Netflix, the name synonymous with on-demand entertainment, makes streaming movies and TV shows seem effortlessly simple. You press play, and instantly, video magic appears on your screen. But behind this user-friendly interface lies a complex and fascinating infrastructure. This article dives deep into the architecture that powers Netflix, focusing on the crucial role of Netflix Servers in delivering billions of hours of content globally.
To truly appreciate the scale of Netflix’s operation, consider these impressive statistics from 2017:
- Over 110 million subscribers worldwide.
- Operations spanning more than 200 countries.
- Nearly $3 billion in revenue per quarter.
- Over 5 million new subscribers added each quarter.
- More than 1 billion hours of video played weekly.
- 250 million hours of video streamed on a single day in 2017.
- Accounting for over 37% of peak internet traffic in the United States.
- A planned $7 billion investment in new content in 2018.
These numbers highlight a critical point: Netflix is massive. Its global reach, vast subscriber base, and sheer volume of streamed content demand an incredibly robust and efficient system. For Netflix, ensuring a seamless viewing experience is paramount. As a subscription-based service, viewer satisfaction directly translates to subscriber retention. If “play” doesn’t work, or buffering interrupts movie nights, Netflix risks losing valuable customers.

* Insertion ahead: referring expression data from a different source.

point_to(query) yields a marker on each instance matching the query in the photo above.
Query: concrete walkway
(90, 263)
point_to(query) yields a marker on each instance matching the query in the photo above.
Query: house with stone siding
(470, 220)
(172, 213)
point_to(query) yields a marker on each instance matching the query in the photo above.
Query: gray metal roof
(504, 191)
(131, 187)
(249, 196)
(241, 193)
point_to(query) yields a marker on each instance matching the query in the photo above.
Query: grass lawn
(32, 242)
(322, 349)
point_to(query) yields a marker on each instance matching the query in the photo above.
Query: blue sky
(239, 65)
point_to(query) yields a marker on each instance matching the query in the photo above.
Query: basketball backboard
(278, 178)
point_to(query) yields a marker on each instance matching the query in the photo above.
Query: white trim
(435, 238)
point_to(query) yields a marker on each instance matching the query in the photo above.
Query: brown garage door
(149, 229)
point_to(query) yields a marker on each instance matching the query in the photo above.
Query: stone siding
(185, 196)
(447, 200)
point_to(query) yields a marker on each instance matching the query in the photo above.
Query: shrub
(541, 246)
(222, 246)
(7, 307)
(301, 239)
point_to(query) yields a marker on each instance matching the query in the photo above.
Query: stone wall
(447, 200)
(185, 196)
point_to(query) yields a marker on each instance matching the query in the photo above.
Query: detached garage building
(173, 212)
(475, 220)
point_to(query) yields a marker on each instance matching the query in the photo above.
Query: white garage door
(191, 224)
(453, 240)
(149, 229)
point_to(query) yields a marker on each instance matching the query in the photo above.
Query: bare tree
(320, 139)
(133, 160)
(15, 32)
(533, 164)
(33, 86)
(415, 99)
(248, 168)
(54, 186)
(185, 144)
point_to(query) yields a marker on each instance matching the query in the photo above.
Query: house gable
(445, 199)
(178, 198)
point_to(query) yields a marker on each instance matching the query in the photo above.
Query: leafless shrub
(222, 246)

Netflix’s Two-Cloud Strategy: AWS and Open Connect
Netflix’s infrastructure is a compelling case study in cloud computing, showcasing sophisticated strategies for scalability, reliability, and global content delivery. Interestingly, Netflix doesn’t rely solely on a single cloud provider. Instead, it operates across two distinct cloud environments: Amazon Web Services (AWS) and its own custom-built Content Delivery Network (CDN) called Open Connect.

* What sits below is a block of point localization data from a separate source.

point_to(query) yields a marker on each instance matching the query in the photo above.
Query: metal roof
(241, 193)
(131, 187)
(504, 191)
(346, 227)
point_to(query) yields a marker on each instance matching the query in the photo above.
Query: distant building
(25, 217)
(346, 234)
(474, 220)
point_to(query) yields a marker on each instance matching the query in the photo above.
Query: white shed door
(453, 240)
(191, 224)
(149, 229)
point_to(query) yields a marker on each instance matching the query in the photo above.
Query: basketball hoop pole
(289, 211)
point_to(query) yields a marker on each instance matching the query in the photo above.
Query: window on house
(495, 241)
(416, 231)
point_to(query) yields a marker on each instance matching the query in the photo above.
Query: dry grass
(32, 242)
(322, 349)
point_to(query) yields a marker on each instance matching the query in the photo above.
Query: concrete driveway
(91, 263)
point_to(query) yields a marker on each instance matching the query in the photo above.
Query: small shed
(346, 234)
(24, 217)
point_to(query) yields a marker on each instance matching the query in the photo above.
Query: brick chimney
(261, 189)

These two clouds work in tandem to provide the Netflix experience you know and love. AWS handles the backend operations, everything that happens before you press play, while Open Connect takes over after you hit play, managing the delivery of video content directly to your device.

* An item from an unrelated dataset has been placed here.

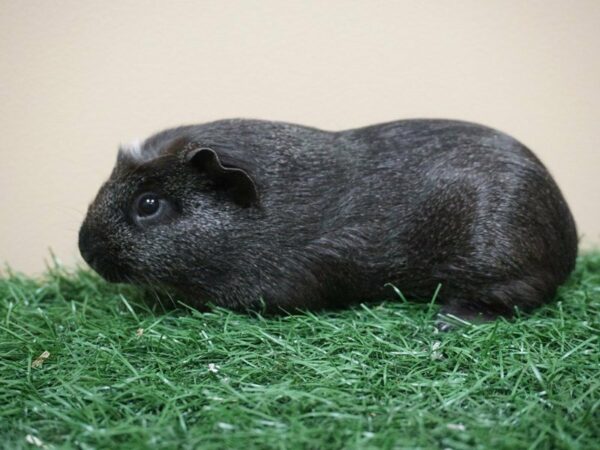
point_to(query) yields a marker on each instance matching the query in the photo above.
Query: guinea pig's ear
(234, 180)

The Three Pillars of Netflix Streaming: Client, Backend, and CDN
To understand how Netflix servers function, it’s helpful to visualize the system in three key parts:
-
Client: This is the user interface you interact with – the Netflix app on your smartphone, the website on your computer, or the app on your smart TV. Netflix meticulously controls the client experience across all supported devices.
-
Backend (AWS): Powered by AWS, the backend is responsible for all pre-playback operations. This includes:
- Processing and preparing new video content.
- Managing user accounts and subscriptions.
- Handling user requests from all client devices.
- Personalizing recommendations and artwork.
-
Content Delivery Network (Open Connect): This is Netflix’s global CDN, the network of Netflix servers specifically designed for video delivery. Open Connect stores Netflix content in strategically located servers around the world. When you press play, the video streams from the nearest Open Connect server to your device.
This vertically integrated approach, controlling the client, backend, and CDN, allows Netflix to maintain end-to-end control over the viewing experience. This control is key to ensuring the reliability and quality that Netflix users expect globally.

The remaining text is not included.